Thursday, October 22, 2009

first drafts

Still thinking about revision, which I brought up last post, but now I’m thinking about how one gets to that place where revision starts.

Michelangelo was very eloquent about his approach to sculpting. He said, “I saw the angel in the marble and I carved until I set him free.” Oh, yes, very nice indeed. Very pretty. Lucky bunch, those sculptors. And here’s one genius sculptor who could turn a phrase, too. But we who actually need to use words to make our work don’t have the luxury of a big slab of marble. We can’t set anything free of some material because it’s up to us to make our material, our silly little marks on paper. Only then can we start thinking about freeing any angels within.

For most writers (there are exceptions, of course) this means creating a wreck of a first draft, one that goes all over the place and sometimes no place at all and stalls and speeds and takes a dozen wrong turns. One that is fuzzy about what it’s about and often confused about characters’ motivations and is basically a MESS. But a writer needs that mess to begin the process of finding the story in there, the true story. So, painful as it may be, writers have to allow themselves to make their mess and lie in it too. It’s the only way to get to the chances revisions offer.

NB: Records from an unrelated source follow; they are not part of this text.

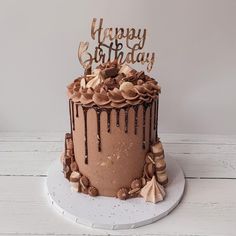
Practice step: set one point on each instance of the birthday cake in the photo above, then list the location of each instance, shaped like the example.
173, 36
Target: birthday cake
113, 148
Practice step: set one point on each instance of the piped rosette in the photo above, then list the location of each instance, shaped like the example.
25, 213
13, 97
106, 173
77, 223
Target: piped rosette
112, 85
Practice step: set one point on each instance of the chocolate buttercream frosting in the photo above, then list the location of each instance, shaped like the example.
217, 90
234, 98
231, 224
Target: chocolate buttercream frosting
113, 85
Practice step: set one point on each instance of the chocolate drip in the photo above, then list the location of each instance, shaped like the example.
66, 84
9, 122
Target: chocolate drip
117, 117
126, 119
77, 110
155, 115
145, 106
73, 115
109, 120
157, 105
98, 111
150, 125
135, 118
85, 110
71, 130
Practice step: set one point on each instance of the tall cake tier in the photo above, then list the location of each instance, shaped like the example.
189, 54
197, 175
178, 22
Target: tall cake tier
110, 144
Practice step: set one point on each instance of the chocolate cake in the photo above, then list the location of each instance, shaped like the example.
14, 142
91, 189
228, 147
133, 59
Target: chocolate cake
113, 148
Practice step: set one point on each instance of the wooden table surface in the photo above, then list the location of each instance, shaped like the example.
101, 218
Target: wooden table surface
207, 208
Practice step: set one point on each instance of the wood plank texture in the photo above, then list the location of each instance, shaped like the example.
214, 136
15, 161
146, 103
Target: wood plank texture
208, 206
204, 210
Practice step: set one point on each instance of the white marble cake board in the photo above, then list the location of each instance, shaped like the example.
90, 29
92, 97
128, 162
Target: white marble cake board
112, 213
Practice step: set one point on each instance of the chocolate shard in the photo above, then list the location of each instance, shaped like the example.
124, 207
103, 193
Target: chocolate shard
109, 72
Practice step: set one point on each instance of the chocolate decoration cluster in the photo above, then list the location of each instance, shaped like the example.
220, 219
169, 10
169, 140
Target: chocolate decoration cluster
154, 166
79, 182
111, 85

I know some writers who get stuck on the first fifty pages of a manuscript, revising those again and again. They never get beyond that mysterious fiftieth page. So that’s one worry of revising before you write the entire manuscript, but I have another. Revision of those early pages can’t be clear because the writer doesn’t see the whole story, can’t really revise wisely without a sense of where the story will end up. I say a sense because, of course, there will be changes, big changes, but a sense is important so the scenes of the novel all lead toward the general area where the story should end. In revision, of course, we hope everything gets more definite, more clear.

So here’s my point. Writers have to give themselves permission to write a lousy first draft, full of all the things we don’t want to see in our writing, in order to get that raw material. That’s when we have the chance to find the true story within.

4 comments:

d said...

This is just what I needed to read tonight as I'm gearing up to dive into my manuscript. My story has seen a few changes since I started writing it, but I've told myself to let go and just write the story. See where it goes instead of insisting it be everything it can be from the start.

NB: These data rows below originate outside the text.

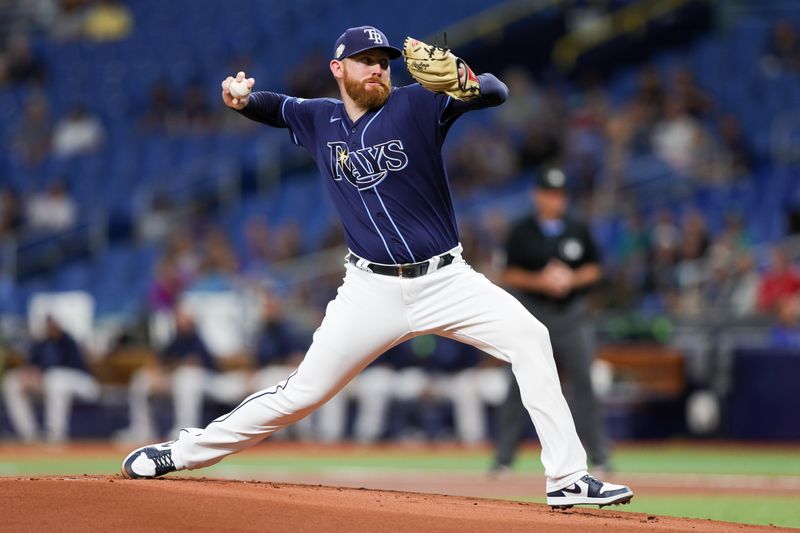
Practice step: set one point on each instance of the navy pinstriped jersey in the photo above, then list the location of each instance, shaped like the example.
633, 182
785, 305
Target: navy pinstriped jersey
385, 172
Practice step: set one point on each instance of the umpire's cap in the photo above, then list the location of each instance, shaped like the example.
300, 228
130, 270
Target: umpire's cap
356, 40
552, 179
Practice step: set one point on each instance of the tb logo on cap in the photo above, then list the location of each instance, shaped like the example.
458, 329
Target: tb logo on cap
374, 35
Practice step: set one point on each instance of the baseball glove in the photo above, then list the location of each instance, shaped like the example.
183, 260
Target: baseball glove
438, 70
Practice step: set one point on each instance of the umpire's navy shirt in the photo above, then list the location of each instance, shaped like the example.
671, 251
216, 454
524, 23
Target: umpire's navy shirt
385, 172
530, 246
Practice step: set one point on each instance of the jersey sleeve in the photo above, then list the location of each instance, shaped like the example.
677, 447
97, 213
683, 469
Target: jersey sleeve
282, 111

Thanks for the reminding me that it's good to get messy.

Brian Yansky said...

Thanks, D. It's so hard to let go but it's such a big part of writing, especially in the early drafts. I have to keep reminding myself of that. I think that's what I'm doing in this blog. Reminding myself of all the things I need to think of so I don't think of them when I'm actually writing.

Anonymous said...

When writing my first draft I forced myself to write through the junk and get to the end. It worked well as far as getting a first draft done. The hard part for me has been finding a balance between writing useful stuff and writing to get to the end. Let's just say I've gotten plenty messy. Thanks for the post!

Brian Yansky said...

Right. You don't want to end up in Alaska when you're traveling across the country to get to California. You use the word balance and I think that's right. If you know you're going way off track you might have to backtrack, just as you would if you felt you'd lost your way on a trail. You can wander off certainly, but not so far off that a large part of your manuscript isn't going to be useful. Thanks for the thought.